Speaking in a year that sees the convergence of two major anniversaries in the road to equality — the Emancipation Proclamation's 150th and the March on Washington's 50th — and on a day that coincides with the Martin Luther King Jr. holiday, President Obama frequently invoked names and imagery from freedom struggles, as well as the battles fought by immigrants, women and the lesbian, gay, bisexual and transgender community. Certainly, his political base was not forgotten in this speech.

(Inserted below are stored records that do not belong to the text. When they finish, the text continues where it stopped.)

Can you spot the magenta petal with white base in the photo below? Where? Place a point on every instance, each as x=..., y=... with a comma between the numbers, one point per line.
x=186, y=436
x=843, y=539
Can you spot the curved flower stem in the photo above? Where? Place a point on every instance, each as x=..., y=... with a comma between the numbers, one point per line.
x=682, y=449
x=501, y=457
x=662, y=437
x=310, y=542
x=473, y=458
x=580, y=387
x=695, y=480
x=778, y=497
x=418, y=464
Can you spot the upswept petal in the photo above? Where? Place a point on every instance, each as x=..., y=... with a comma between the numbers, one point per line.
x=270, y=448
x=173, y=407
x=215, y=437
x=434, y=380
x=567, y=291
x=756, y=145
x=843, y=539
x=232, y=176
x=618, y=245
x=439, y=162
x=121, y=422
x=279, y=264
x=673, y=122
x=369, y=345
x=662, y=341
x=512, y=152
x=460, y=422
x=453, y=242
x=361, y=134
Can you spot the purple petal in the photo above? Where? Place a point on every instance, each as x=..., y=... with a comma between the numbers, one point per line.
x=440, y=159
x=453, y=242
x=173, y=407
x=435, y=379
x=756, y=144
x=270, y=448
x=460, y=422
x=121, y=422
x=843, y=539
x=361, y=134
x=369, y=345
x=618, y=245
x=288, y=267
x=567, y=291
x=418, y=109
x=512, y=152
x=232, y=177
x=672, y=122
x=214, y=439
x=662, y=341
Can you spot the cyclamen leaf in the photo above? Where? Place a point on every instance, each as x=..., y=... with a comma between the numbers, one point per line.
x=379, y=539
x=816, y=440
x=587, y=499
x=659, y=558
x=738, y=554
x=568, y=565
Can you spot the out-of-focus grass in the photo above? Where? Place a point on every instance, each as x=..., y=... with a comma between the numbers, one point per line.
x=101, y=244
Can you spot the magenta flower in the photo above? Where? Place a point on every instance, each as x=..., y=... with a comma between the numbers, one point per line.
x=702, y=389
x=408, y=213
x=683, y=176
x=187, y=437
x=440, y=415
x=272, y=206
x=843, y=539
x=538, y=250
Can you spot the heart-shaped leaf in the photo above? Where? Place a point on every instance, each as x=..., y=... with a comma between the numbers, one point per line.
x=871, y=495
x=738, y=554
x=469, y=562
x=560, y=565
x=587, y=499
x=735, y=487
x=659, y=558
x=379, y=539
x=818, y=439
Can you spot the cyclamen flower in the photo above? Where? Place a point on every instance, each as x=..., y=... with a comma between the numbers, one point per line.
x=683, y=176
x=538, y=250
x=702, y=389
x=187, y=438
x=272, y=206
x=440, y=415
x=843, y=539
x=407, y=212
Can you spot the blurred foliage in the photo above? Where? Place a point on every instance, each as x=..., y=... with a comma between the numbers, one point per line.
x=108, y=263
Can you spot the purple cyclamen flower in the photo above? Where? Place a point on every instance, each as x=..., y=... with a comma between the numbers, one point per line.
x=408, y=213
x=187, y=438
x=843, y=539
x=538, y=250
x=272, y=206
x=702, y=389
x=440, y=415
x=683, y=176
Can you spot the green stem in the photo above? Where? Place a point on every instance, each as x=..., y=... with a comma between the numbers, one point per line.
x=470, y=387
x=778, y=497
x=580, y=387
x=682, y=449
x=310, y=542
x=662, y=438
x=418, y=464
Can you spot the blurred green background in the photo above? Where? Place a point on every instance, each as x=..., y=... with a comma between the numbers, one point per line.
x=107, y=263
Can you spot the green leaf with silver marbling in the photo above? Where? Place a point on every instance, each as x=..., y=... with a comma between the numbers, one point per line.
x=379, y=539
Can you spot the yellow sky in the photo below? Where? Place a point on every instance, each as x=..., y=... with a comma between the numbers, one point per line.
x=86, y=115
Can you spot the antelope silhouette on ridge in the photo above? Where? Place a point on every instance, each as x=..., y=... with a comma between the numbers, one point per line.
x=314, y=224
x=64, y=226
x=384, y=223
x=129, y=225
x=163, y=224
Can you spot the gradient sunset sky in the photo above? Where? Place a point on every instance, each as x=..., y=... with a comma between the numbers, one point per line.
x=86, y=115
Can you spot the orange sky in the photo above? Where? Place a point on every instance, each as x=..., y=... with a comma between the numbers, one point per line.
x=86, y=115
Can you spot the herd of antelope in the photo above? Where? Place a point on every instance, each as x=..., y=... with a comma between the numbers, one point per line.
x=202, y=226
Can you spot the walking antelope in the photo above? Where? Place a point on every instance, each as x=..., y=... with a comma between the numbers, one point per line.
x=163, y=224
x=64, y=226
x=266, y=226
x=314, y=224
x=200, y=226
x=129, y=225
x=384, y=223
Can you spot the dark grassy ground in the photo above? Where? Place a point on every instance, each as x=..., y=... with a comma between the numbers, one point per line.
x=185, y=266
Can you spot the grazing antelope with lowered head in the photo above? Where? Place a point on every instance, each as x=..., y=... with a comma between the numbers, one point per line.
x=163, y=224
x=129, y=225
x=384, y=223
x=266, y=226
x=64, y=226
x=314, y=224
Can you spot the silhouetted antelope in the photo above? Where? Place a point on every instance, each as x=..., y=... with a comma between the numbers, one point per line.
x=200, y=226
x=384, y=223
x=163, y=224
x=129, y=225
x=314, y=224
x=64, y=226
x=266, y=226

"We, the people, declare today that the most evident of truths –- that all of us are created equal –- is the star that guides us still; just as it guided our forebears through Seneca Falls and Selma and Stonewall; just as it guided all those men and women, sung and unsung, who left footprints along this great Mall, to hear a preacher say that we cannot walk alone; to hear a King proclaim that our individual freedom is inextricably bound to the freedom of every soul on Earth," he intoned.
The coalition that helped re-elect the president was also well represented elsewhere in the inaugural proceedings. Slain civil rights activist Medgar Evers' widow, Myrlie Evers-Williams, gave the invocation; the Rev. Luis Leon of of St. John's Church in Washington, D.C., gave a benediction that asked God to help "see that we are created in your image, whether brown, black or white; male or female; first-generation or immigrant American or daughter of the American Revolution; gay or straight; rich or poor"; and even GOP Sen. Lamar Alexander of Tennessee quoted Roots author Alex Haley.
But beyond that coalition are the 49 percent of voters who did not choose President Obama for a second term. To them, and to the lawmakers across the aisle with whom he must spend the coming weeks hammering out a budget deal, he said, "Progress does not compel us to settle centuries-long debates about the role of government for all time, but it does require us to act in our time."
Will he be able to lead Congress in solving our nation's economic problems and healing some of the political rifts that seem to have widened over the past four years? Time will tell if this sunny, brisk day in January is the beginning of real progress.